Wednesday, February 29, 2012

What is a grown heart?

Since my last counseling session I've decided not to go to those anymore. I've had 4 therapists so far and none of them is able to push me forward. I just found my new savior--she's a relationship counselor in Los Angeles and I've already felt a huge difference after watching her DVD programs.

Because of these psychological exercises in her programs, I began to sink into my emotions and feelings again rather than suppress them. But these feelings also trigger my re-evaluation of what I want in a relationship. I think I still haven't changed, since elementary school. People always say we should grow up and be mature in relationships and I really don't know what that looks like. I'm always looking for love, a long-term commitment, smiling to him in a white veil saying "yes I do", and eventually dying simultaneously together 80 years later. However, before I was 25 I actually more focused on the part before the wedding; I had always thought I was too young and my life was too uncertain to settle down with anyone.

After being single for two years, I decided to open up to Cato because I trusted him so much. I actually believed he was different but I was just being stupid and blind again. My heart never grew mature. A couple of weeks ago I finally asked Cato out. It was the first time we talked to each other this year. I told him that I could not be his friend because I still had feelings for him; I also told him honestly how happy I was when he kissed me on the street and walked me home and how jealous and angry I was when other girls were poking him at the bar. The conversation actually turned out quite fun and I could still feel the chemistry a lot. After that he spoke to me twice. For example this afternoon he was standing right next to me in the cafeteria and he initiated a conversation related to work. I was a little confused about how to react because if I responded to him the way I used to I would feel so happy and then I'd feel sad again because all the chemistry I thought was there wasn't really there for him. So yeah, my response was a little awkward and then I still felt sad for the rest of the day.

Every day I wish we were still together. Every night when I come home I wish he was standing in front of my door waiting for me. Yes, it's an unhealthy obsession, something I've been doing since kindergarten. When I was little I used to imagine some boy band member or celebrity doing these romantic things to me like what they did in the movies; when I get older I still imagine these things with real people in my life. I did that to Jes for a couple of years, and then Richard for another two years, and then Ivan for a couple of months, and then Ian, and then JJ for a little while, like a week, and then Richard again until he actually visited me again after 5 years in the City of Power. After his visit I had that obsession for some time and then I went numb and became both physically and mentally celibate and got really fat. Then over the summer there was Ken and during last fall there was Cato. I have not fucking grown up at all have I?
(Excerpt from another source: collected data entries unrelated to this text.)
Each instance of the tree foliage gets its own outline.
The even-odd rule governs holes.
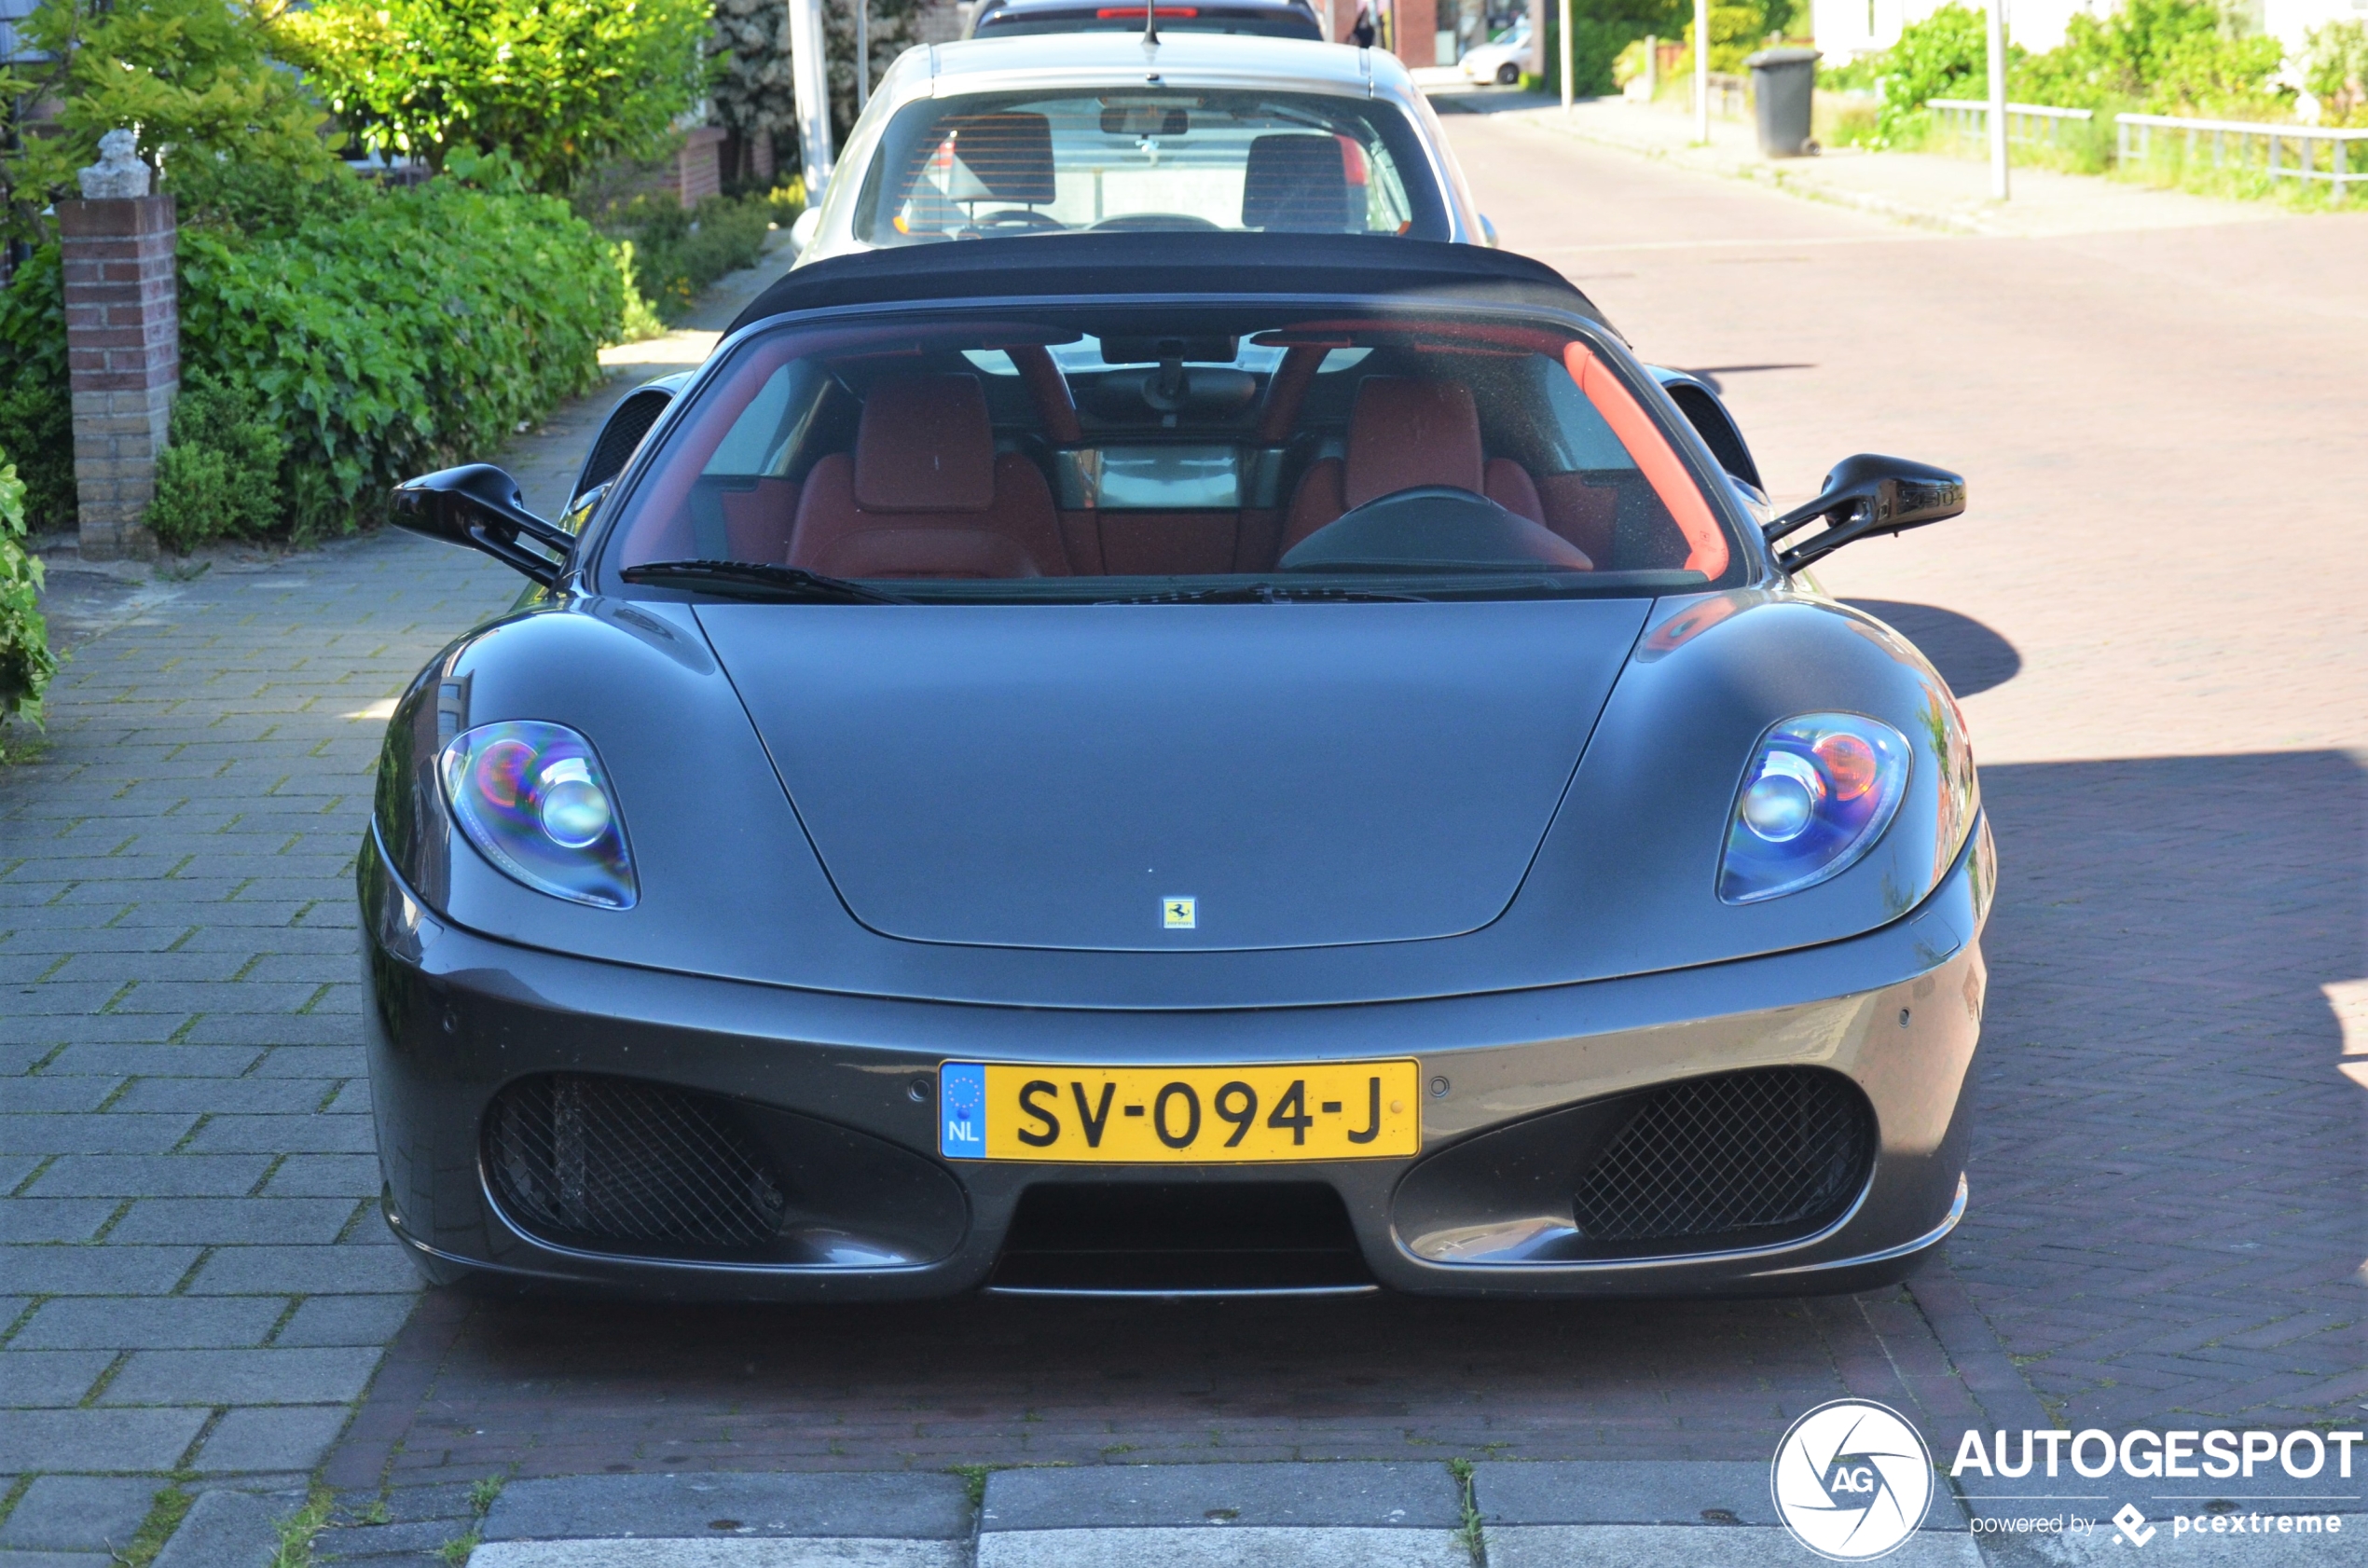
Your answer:
[[[2075,11],[2061,47],[2015,73],[2015,96],[2068,109],[2156,115],[2282,114],[2272,80],[2283,50],[2248,34],[2218,0],[2122,0],[2104,16]]]
[[[0,158],[11,231],[38,235],[40,210],[74,193],[99,138],[136,126],[170,188],[185,162],[235,158],[282,186],[339,172],[321,110],[270,56],[282,0],[41,0],[22,24],[49,58],[0,72],[0,102],[54,102],[56,134]]]
[[[2309,34],[2303,82],[2322,125],[2368,125],[2368,21],[2331,21]]]
[[[824,0],[822,29],[831,56],[833,142],[855,124],[855,7],[861,0]],[[920,0],[869,0],[872,80],[919,41]],[[790,67],[790,9],[781,0],[715,0],[709,42],[715,62],[717,119],[754,140],[771,136],[784,155],[797,146],[796,77]]]
[[[662,151],[709,75],[708,0],[316,0],[280,31],[365,144],[505,150],[549,191]]]
[[[2010,47],[2009,69],[2014,58]],[[1921,131],[1929,118],[1924,104],[1932,99],[1989,97],[1989,19],[1950,0],[1912,23],[1884,51],[1882,84],[1883,107],[1875,130],[1886,142]]]

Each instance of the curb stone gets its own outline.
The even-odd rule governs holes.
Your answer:
[[[303,1506],[301,1492],[200,1492],[154,1568],[263,1568],[279,1549],[280,1520]]]

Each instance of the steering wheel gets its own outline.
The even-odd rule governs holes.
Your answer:
[[[1225,226],[1196,218],[1190,213],[1121,213],[1114,218],[1104,218],[1086,232],[1090,234],[1187,233],[1215,234]]]
[[[1069,226],[1050,213],[1039,213],[1026,207],[1006,207],[999,213],[973,217],[963,227],[971,231],[989,234],[1007,229],[1016,229],[1023,234],[1049,234],[1055,230],[1067,233]]]
[[[1417,485],[1353,506],[1283,553],[1279,571],[1589,571],[1549,529],[1484,495]]]

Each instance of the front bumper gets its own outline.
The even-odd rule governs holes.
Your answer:
[[[793,991],[490,941],[424,910],[373,837],[361,891],[387,1217],[423,1271],[444,1283],[684,1300],[911,1299],[988,1284],[1034,1186],[1281,1176],[1337,1191],[1371,1279],[1406,1291],[1870,1288],[1910,1272],[1963,1212],[1964,1091],[1980,1035],[1979,938],[1991,877],[1984,821],[1913,914],[1822,947],[1413,1002],[1056,1011]],[[1423,1152],[1412,1159],[1152,1169],[943,1161],[934,1152],[931,1090],[949,1059],[1208,1065],[1383,1055],[1419,1058],[1433,1090]],[[1583,1115],[1574,1107],[1706,1074],[1780,1067],[1839,1074],[1871,1109],[1871,1163],[1838,1217],[1765,1245],[1599,1257],[1558,1249],[1569,1189],[1561,1188],[1558,1221],[1554,1193],[1537,1197],[1554,1182],[1541,1188],[1533,1158],[1565,1125],[1556,1113]],[[902,1239],[755,1262],[629,1257],[538,1239],[493,1196],[484,1128],[505,1085],[547,1073],[728,1097],[771,1129],[777,1148],[803,1140],[816,1178],[804,1184],[809,1225]],[[1489,1134],[1495,1142],[1481,1141]],[[1442,1159],[1459,1149],[1460,1164]],[[1516,1157],[1495,1158],[1496,1149]],[[838,1150],[847,1152],[828,1152]]]

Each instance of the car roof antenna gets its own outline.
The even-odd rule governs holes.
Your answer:
[[[1143,0],[1143,47],[1147,49],[1160,47],[1159,0]]]

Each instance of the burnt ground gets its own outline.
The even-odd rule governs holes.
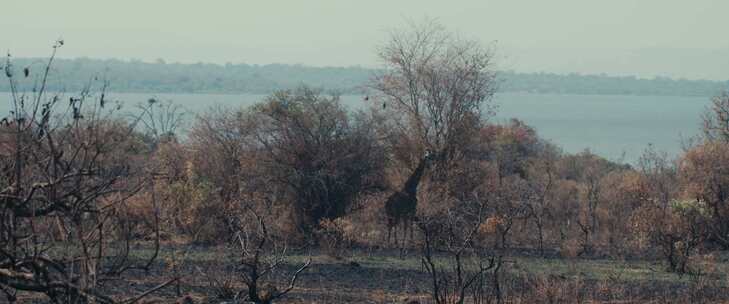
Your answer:
[[[245,289],[235,259],[224,248],[185,250],[184,259],[179,259],[184,262],[178,262],[183,278],[179,286],[169,285],[145,302],[174,303],[180,298],[178,288],[179,294],[197,303],[231,302],[234,293]],[[169,280],[174,276],[172,256],[162,252],[150,272],[132,271],[103,282],[104,292],[117,297],[139,294]],[[322,252],[290,254],[288,263],[275,273],[280,288],[308,256],[311,266],[300,275],[296,288],[277,303],[430,303],[431,279],[416,252],[404,257],[394,250],[349,250],[337,257]],[[554,296],[552,303],[720,303],[729,299],[729,260],[718,260],[712,272],[679,276],[663,271],[660,261],[542,258],[512,252],[505,258],[502,291],[507,298],[522,299],[514,303],[533,303],[537,298],[549,303],[545,297],[550,296]],[[446,261],[439,259],[439,263]],[[529,298],[534,301],[524,300]],[[20,302],[44,301],[22,295]]]

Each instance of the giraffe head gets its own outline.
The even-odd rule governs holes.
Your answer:
[[[443,153],[436,153],[430,149],[426,149],[422,160],[425,163],[425,166],[429,167],[434,161],[442,158],[442,154]]]

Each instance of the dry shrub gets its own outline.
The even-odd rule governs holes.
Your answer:
[[[214,244],[227,234],[226,216],[231,206],[215,198],[211,185],[186,181],[170,186],[168,198],[175,202],[170,216],[179,232],[197,244]]]
[[[593,295],[604,301],[628,300],[625,286],[620,282],[621,274],[613,273],[606,280],[600,280],[595,285]]]
[[[492,241],[498,245],[499,233],[503,231],[505,220],[499,215],[491,215],[478,226],[476,231],[478,240],[482,242],[482,245],[486,245],[487,242]]]
[[[711,264],[713,258],[702,256],[700,260]],[[727,303],[724,300],[727,288],[721,280],[708,274],[701,278],[694,278],[689,285],[662,285],[657,281],[632,281],[623,277],[621,271],[597,280],[579,275],[523,273],[511,277],[508,297],[503,303]]]
[[[716,292],[722,290],[723,282],[720,280],[721,273],[715,254],[694,255],[689,258],[689,269],[691,269],[690,293],[695,298],[706,298],[716,296]]]
[[[321,249],[332,257],[341,257],[341,251],[352,247],[354,241],[354,225],[345,218],[334,220],[323,219],[314,230]]]
[[[352,246],[377,247],[385,240],[385,214],[383,205],[387,192],[378,192],[362,196],[357,201],[354,211],[340,218],[346,228],[345,238]]]
[[[570,238],[562,242],[559,246],[559,253],[565,258],[575,258],[582,250],[582,243],[579,240]]]
[[[481,223],[478,227],[478,233],[481,235],[491,235],[498,231],[499,227],[504,223],[504,218],[493,215]]]
[[[123,230],[136,232],[135,238],[145,238],[154,233],[155,210],[151,193],[138,193],[125,201],[116,212],[125,226]]]
[[[357,242],[368,247],[380,247],[385,244],[387,237],[385,201],[389,192],[369,195],[365,198],[365,207],[361,212],[352,215],[353,221],[359,230]]]
[[[562,278],[556,276],[540,275],[530,282],[526,299],[530,303],[584,303],[584,281],[579,278]]]
[[[392,303],[393,297],[385,290],[382,289],[375,289],[373,291],[370,291],[369,294],[370,300],[372,300],[375,303]]]
[[[210,295],[217,300],[235,299],[240,291],[238,286],[238,278],[235,276],[221,273],[206,273],[199,267],[197,268],[200,275],[204,278],[205,284],[210,290]]]
[[[201,220],[202,212],[211,207],[211,196],[212,189],[196,181],[188,163],[182,177],[155,180],[153,186],[127,200],[119,212],[128,223],[149,227],[153,226],[155,212],[158,212],[161,237],[165,240],[181,238],[187,242],[196,240],[198,231],[212,222],[209,218]]]

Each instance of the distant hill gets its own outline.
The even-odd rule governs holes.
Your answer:
[[[45,59],[13,60],[18,74],[29,66],[41,73]],[[2,63],[4,64],[4,62]],[[155,93],[258,93],[302,84],[342,94],[361,94],[376,72],[362,67],[309,67],[288,64],[180,64],[147,63],[117,59],[57,59],[49,80],[50,90],[77,91],[94,77],[110,82],[115,92]],[[729,81],[685,80],[657,77],[641,79],[608,75],[499,73],[501,92],[598,95],[712,96],[729,89]],[[8,91],[0,81],[0,91]]]
[[[729,81],[552,73],[500,73],[501,90],[550,94],[714,96]]]

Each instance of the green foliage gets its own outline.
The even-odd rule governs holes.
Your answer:
[[[674,200],[671,202],[671,209],[681,215],[698,215],[708,218],[711,210],[705,202],[699,200]]]

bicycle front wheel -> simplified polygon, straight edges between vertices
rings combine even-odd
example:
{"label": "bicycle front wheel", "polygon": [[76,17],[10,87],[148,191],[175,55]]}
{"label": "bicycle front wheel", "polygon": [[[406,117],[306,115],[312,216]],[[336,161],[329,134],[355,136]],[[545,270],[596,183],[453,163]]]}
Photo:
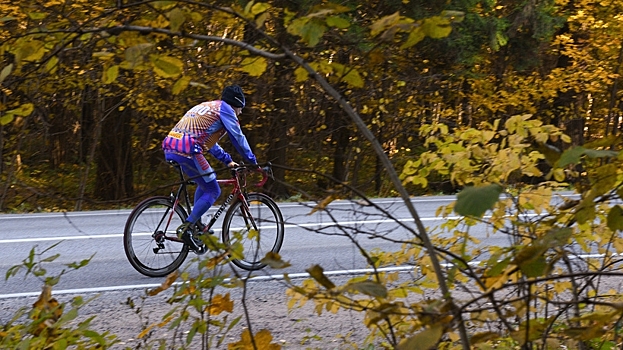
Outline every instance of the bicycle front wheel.
{"label": "bicycle front wheel", "polygon": [[123,232],[123,248],[130,264],[149,277],[175,271],[188,255],[188,246],[175,230],[186,219],[186,211],[169,197],[151,197],[130,213]]}
{"label": "bicycle front wheel", "polygon": [[223,219],[223,243],[232,249],[232,263],[245,270],[264,268],[260,260],[269,252],[279,252],[283,233],[277,203],[262,193],[249,193],[246,203],[234,201]]}

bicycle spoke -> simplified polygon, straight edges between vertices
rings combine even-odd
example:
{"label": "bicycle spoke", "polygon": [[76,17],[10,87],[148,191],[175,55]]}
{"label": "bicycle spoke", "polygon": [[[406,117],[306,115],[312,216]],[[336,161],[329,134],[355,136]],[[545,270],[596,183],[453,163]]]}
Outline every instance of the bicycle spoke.
{"label": "bicycle spoke", "polygon": [[265,265],[261,259],[278,252],[283,242],[283,219],[277,205],[267,196],[249,194],[248,207],[242,201],[232,204],[223,223],[223,241],[234,249],[242,248],[242,257],[232,262],[247,270]]}
{"label": "bicycle spoke", "polygon": [[124,232],[124,247],[132,266],[153,277],[177,269],[188,254],[175,233],[184,219],[184,212],[173,210],[166,197],[150,198],[139,204],[130,214]]}

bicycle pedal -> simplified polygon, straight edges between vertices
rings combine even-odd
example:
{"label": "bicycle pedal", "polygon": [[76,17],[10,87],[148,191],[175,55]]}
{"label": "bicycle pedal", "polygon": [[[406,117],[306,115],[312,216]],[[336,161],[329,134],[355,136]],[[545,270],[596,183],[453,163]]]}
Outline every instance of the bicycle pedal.
{"label": "bicycle pedal", "polygon": [[190,250],[192,251],[200,250],[203,247],[203,242],[201,242],[200,239],[193,237],[193,235],[190,232],[184,233],[182,235],[182,240],[184,241],[184,243],[186,243],[188,248],[190,248]]}
{"label": "bicycle pedal", "polygon": [[209,235],[213,235],[214,234],[214,230],[210,229],[210,230],[207,230],[207,231],[199,231],[199,232],[197,232],[196,236],[203,236],[206,233],[209,234]]}
{"label": "bicycle pedal", "polygon": [[204,245],[202,245],[201,247],[199,247],[199,249],[193,250],[193,252],[197,255],[203,255],[207,252],[208,250],[206,249],[206,247]]}

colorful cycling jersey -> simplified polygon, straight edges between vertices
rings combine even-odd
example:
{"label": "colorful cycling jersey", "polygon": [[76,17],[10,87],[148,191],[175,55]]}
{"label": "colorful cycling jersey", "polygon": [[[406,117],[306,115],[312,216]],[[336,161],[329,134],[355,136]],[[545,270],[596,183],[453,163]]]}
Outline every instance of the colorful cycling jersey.
{"label": "colorful cycling jersey", "polygon": [[203,102],[188,110],[164,138],[162,149],[188,156],[207,149],[216,159],[229,164],[231,156],[217,143],[225,134],[229,134],[234,148],[245,161],[257,164],[234,109],[220,100]]}

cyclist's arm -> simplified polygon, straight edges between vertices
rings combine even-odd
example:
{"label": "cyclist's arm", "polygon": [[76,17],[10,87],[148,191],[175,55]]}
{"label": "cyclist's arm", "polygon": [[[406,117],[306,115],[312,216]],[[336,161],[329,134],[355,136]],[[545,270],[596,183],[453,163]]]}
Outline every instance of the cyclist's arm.
{"label": "cyclist's arm", "polygon": [[227,134],[229,134],[229,138],[231,139],[231,143],[236,148],[236,151],[240,153],[249,163],[257,164],[257,159],[251,151],[251,147],[249,146],[249,142],[247,138],[242,133],[240,129],[240,122],[234,113],[234,110],[231,108],[224,108],[221,110],[221,122],[223,123],[223,127],[227,130]]}
{"label": "cyclist's arm", "polygon": [[214,158],[220,160],[225,165],[229,166],[232,162],[231,156],[227,153],[218,143],[215,143],[212,148],[208,150]]}

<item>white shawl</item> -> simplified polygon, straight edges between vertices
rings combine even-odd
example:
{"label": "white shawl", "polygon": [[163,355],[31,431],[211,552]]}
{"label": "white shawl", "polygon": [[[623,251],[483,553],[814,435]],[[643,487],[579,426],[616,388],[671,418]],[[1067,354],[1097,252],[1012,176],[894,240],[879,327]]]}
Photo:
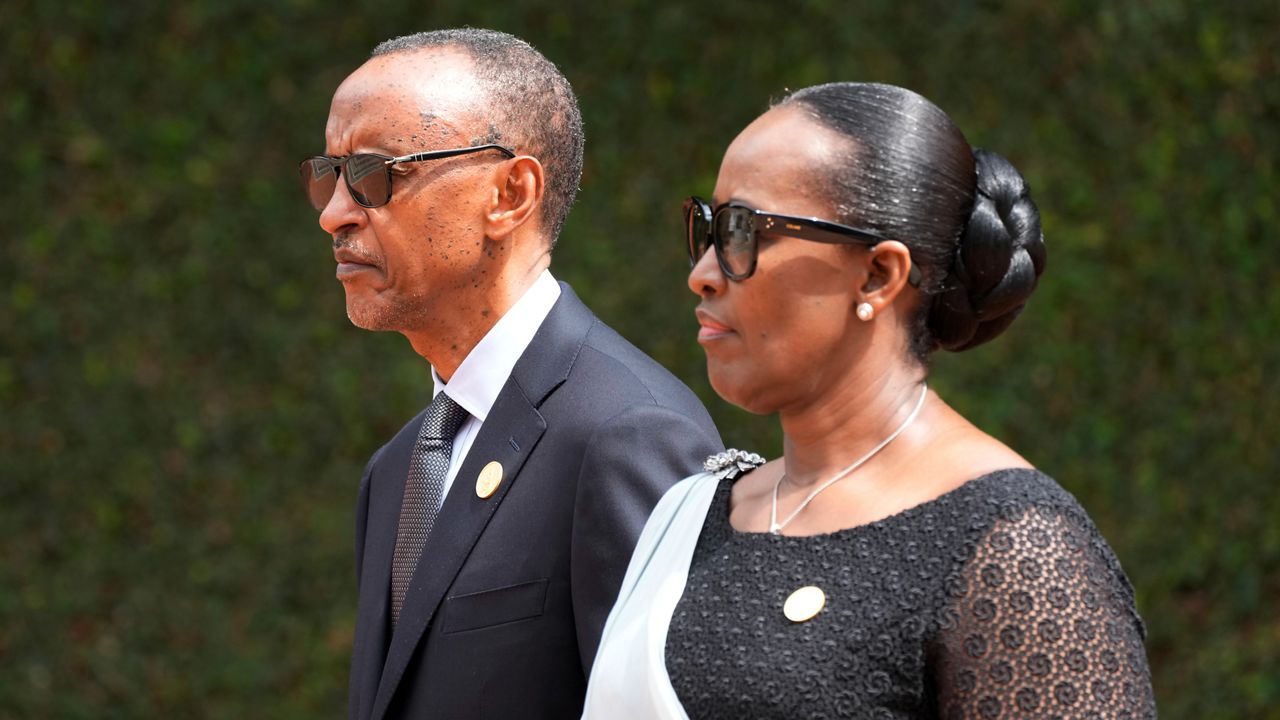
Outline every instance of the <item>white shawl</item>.
{"label": "white shawl", "polygon": [[631,555],[605,622],[583,720],[687,720],[664,660],[707,509],[726,471],[685,478],[662,496]]}

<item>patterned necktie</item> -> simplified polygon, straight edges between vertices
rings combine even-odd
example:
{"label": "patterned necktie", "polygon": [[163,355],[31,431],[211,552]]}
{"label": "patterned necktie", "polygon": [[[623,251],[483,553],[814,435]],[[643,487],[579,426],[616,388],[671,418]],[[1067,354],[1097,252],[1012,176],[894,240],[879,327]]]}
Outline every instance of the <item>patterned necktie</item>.
{"label": "patterned necktie", "polygon": [[444,500],[444,479],[449,472],[453,436],[469,417],[462,406],[441,392],[431,401],[418,431],[418,442],[409,461],[409,478],[400,503],[400,525],[396,528],[396,549],[391,560],[391,625],[400,620],[409,581],[418,567],[422,546]]}

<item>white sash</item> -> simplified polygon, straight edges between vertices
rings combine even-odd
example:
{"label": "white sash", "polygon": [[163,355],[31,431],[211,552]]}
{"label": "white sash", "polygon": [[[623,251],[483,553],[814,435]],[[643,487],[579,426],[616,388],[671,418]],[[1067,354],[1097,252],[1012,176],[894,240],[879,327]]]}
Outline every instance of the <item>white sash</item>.
{"label": "white sash", "polygon": [[604,625],[583,720],[687,720],[667,675],[667,627],[724,474],[685,478],[653,509]]}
Ken chat with me a few times over the past couple of weeks on his personal dating issue. He's really into a cute girl who comes an extremely wealthy family, has a master's degree from a big name school, very sportive, confident, and career-oriented, oh and, younger than me. He's been distracted by his obsession for this girl at work and felt he was doing too much work to get her. I just gave him my full support; I told him if you feel this girl is the one you have to go for it, no matter how much it takes, as long as she never gives you a "no" because it is a universal law that the guy must chase the girl. I felt happy that I was able to support him genuinely but on the other hand I felt jealous too. There has been no one guy in my entire life who'd do that for me. Ken thought there must be tons of guys after me but it's the complete opposite. My phone is constantly quiet and I'm usually alone every weekend. The only time when someone pursued me like that was Richard. I even humiliated him in the face that it would disgust me to hook up with him but he never stopped trying, although after I made myself vulnerable to him he dumped me. Just like Cato.

One of the reasons why I was OK with the fact that Cato was 3.5 years younger than me was because that women tend to live 3.5 years longer than men so we could die together at the same time.